= SS California strike =

1936 American labor dispute

The SS California strike was a strike aboard the ocean liner from 1 to 4 March 1936 as the ship lay docked in San Pedro, California. The strike led to the demise of the International Seamen's Union and the creation of the National Maritime Union (now part of the Seafarers International Union of North America).

==Strike==
Joseph Curran was a seaman aboard the Panama Pacific ocean liner SS California. He had been an able seaman and boatswain since 1922. Although he had joined the International Seamen's Union (ISU), he was not active in union activities.

In 1936, Curran led a strike aboard the ocean liner SS California, then docked in San Pedro, California. Curran and the crew of the Panama Pacific Line's SS California went on strike at the sailing time and refused to cast off the lines unless wages were increased and overtime paid.

The strike was essentially a sitdown strike. Curran and the crew refused to leave the ship, for the owners would have simply replaced them with strikebreakers.

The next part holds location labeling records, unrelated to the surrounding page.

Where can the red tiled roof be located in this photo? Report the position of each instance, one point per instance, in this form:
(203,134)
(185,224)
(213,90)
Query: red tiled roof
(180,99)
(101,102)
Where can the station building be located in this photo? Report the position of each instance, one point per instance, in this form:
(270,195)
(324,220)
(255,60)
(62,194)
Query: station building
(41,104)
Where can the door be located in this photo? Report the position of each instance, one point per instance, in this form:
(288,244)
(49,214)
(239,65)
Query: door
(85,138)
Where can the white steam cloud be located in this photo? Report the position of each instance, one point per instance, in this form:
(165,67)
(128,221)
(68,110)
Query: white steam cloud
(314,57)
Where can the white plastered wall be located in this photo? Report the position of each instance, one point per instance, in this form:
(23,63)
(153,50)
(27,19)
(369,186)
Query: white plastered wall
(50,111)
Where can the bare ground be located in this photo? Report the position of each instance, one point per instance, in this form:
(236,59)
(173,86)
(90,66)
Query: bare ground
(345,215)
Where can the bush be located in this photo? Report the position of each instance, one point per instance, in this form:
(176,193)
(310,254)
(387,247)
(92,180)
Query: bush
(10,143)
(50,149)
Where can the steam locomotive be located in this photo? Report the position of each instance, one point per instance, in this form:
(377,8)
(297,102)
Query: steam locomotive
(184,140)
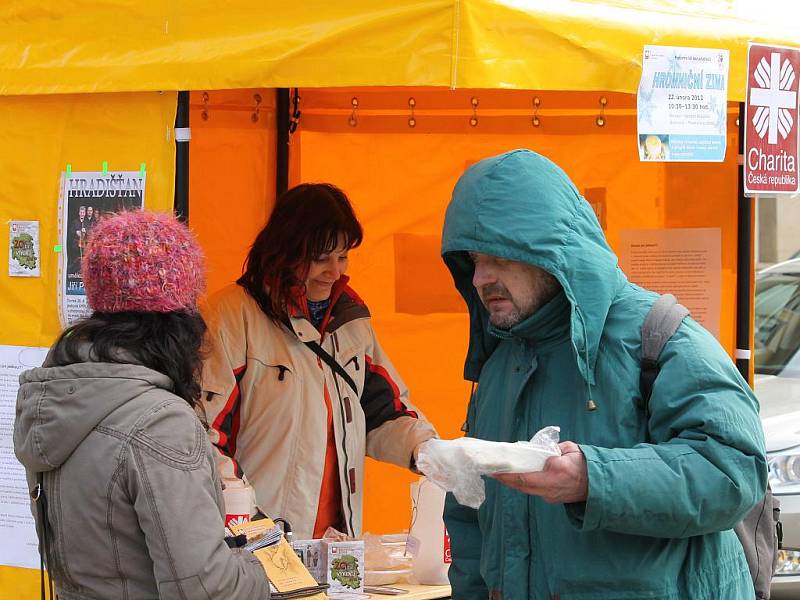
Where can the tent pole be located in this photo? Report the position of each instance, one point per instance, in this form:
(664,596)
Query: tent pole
(744,266)
(181,201)
(282,153)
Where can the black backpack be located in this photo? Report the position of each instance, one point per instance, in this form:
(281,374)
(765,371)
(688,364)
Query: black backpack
(760,531)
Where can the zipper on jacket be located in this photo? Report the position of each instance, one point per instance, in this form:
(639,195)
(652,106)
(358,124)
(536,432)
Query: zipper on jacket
(282,372)
(348,409)
(350,472)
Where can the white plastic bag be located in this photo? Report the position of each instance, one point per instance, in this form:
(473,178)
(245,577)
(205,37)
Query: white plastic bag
(457,466)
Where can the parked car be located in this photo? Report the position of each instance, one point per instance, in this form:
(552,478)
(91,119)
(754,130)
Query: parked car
(777,385)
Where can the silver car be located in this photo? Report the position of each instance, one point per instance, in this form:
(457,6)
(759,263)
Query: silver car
(777,384)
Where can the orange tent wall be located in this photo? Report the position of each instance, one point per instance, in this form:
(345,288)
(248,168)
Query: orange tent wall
(400,178)
(231,175)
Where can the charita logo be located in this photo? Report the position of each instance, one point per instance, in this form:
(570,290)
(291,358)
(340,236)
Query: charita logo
(774,98)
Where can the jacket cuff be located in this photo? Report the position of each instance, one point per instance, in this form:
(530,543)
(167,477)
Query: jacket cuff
(589,515)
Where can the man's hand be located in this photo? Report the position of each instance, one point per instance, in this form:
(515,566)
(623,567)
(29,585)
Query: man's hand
(564,478)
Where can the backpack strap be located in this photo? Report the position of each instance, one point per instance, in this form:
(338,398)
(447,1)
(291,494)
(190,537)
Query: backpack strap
(40,500)
(660,324)
(331,362)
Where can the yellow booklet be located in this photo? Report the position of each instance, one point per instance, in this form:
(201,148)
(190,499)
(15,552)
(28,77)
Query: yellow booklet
(284,568)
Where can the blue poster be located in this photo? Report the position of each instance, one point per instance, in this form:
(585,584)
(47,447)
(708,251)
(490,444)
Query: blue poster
(682,104)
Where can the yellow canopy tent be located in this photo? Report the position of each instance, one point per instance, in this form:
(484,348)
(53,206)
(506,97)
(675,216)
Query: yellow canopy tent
(83,83)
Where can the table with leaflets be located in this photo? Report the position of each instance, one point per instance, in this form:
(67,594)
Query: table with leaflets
(417,592)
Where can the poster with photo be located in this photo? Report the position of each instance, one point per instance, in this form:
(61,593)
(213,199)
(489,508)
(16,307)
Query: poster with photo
(86,198)
(682,106)
(24,256)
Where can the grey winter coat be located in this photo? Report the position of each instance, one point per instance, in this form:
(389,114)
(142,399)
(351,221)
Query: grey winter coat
(134,500)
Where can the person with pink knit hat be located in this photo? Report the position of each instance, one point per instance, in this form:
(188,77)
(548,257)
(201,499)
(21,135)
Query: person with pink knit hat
(125,490)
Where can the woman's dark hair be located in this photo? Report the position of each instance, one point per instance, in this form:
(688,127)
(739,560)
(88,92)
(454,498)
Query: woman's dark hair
(170,343)
(305,224)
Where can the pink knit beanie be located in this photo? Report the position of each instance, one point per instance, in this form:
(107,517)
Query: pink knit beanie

The crew remained aboard and continued to do all their duties except cast off the lines. The California remained tied up for three days.

Finally, United States Secretary of Labor Frances Perkins personally intervened in the SS California strike. Speaking to the crew by telephone, Perkins agreed to arrange a grievance hearing once the ship docked at its destination in New York City, and that there would be no reprisals by the company or government against the Curran and the strikers.

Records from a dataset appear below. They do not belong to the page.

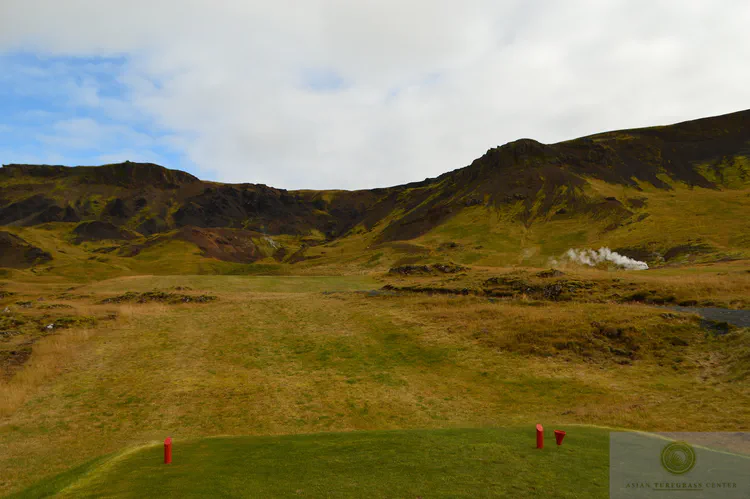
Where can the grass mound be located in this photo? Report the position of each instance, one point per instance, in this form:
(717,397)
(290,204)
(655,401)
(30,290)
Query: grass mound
(489,462)
(158,296)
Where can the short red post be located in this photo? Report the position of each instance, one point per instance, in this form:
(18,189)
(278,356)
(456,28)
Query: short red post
(168,450)
(559,435)
(539,437)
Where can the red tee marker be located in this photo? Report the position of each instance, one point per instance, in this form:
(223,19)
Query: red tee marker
(168,450)
(559,435)
(539,437)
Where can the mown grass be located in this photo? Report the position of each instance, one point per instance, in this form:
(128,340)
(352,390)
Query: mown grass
(298,360)
(489,462)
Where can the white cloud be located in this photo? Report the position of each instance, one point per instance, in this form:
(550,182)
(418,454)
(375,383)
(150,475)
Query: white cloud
(426,86)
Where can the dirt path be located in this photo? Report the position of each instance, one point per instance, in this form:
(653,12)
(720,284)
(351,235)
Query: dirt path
(739,318)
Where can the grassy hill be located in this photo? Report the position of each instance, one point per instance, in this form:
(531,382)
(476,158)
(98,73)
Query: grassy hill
(521,203)
(138,302)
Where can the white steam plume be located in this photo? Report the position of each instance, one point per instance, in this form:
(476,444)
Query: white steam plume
(592,258)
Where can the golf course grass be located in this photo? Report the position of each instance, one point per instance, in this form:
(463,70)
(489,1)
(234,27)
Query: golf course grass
(486,462)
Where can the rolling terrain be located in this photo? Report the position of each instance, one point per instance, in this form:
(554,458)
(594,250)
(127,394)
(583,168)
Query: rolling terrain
(138,302)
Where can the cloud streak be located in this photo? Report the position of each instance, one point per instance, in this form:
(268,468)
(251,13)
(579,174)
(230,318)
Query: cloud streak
(335,94)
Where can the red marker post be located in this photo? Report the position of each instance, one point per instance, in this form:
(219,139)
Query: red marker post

During the SS California's return trip, the Panama Pacific Line raised wages by $5 a month to $60 per month.

But Perkins was unable to follow through on her other promises. United States Secretary of Commerce Daniel Roper and the Panama Pacific Line declared Curran and the strikers mutineers. The line took out national advertising attacking Curran. When the ship docked, Federal Bureau of Investigation agents met the ship and began an investigation into the "mutiny". Curran and other top strike leaders were fined two days' pay, fired and blacklisted. Perkins was able to keep the strikers from being prosecuted for mutiny, however.

Seaman all along the East Coast struck to protest the treatment of the SS California's crew. Curran became a leader of the 10-week strike, eventually forming a supportive association known as the Seamen's Defense Committee.

==Formation of NMU==
The SS California strike was only part of a worldwide wave of unrest among US seamen. A series of port and shipboard strikes broke out in 1936 and 1937 in the Atlantic and Gulf of Mexico. In October 1936, Curran called another strike, the 1936 Gulf Coast maritime workers' strike, in part to improve working conditions and in part to embarrass the ISU. The four-month strike idled 50,000 seamen and 300 ships.

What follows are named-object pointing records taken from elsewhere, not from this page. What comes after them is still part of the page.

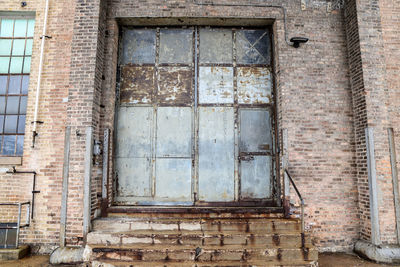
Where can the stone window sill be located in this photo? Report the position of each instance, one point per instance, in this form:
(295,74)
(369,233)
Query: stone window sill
(10,160)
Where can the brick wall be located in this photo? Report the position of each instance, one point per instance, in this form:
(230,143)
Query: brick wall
(372,105)
(328,91)
(390,23)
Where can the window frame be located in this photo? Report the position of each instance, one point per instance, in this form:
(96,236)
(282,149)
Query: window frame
(15,158)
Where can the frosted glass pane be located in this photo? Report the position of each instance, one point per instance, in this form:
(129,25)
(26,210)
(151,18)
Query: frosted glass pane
(31,27)
(16,65)
(10,125)
(3,84)
(9,144)
(22,105)
(5,47)
(27,65)
(4,62)
(12,105)
(20,145)
(25,84)
(6,27)
(14,85)
(18,47)
(28,49)
(21,124)
(20,28)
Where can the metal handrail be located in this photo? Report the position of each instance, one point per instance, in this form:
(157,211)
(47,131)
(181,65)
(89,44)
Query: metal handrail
(19,225)
(301,201)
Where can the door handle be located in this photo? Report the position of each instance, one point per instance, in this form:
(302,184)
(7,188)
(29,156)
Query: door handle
(246,158)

Curran, believing it was time to abandon the conservative International Seamen's Union, began to sign up members for a new, rival union. The level of organizing was so intense that hundreds of ships delayed their sailing time as seamen listened to organizers and signed union cards.

In May 1937, Curran and other leaders of his nascent movement formed the National Maritime Union. The Seamen's Defense Committee reconstituted itself as a union. It held its first convention in July, and 30,000 seamen switched their membership from the ISU to the NMU. Curran was elected president of the new organization. Elected secretary-treasurer of the union was Jamaican-born Ferdinand Smith. Thus, from its inception, NMU was racially integrated. Within six years, nearly all racial discrimination was eliminated in maritime hiring, wages, living accommodations and work assignments.

Within a year, the NMU had more than 50,000 members, and most US shippers were under contract. Stripped of most of its membership, the ISU became almost moribund.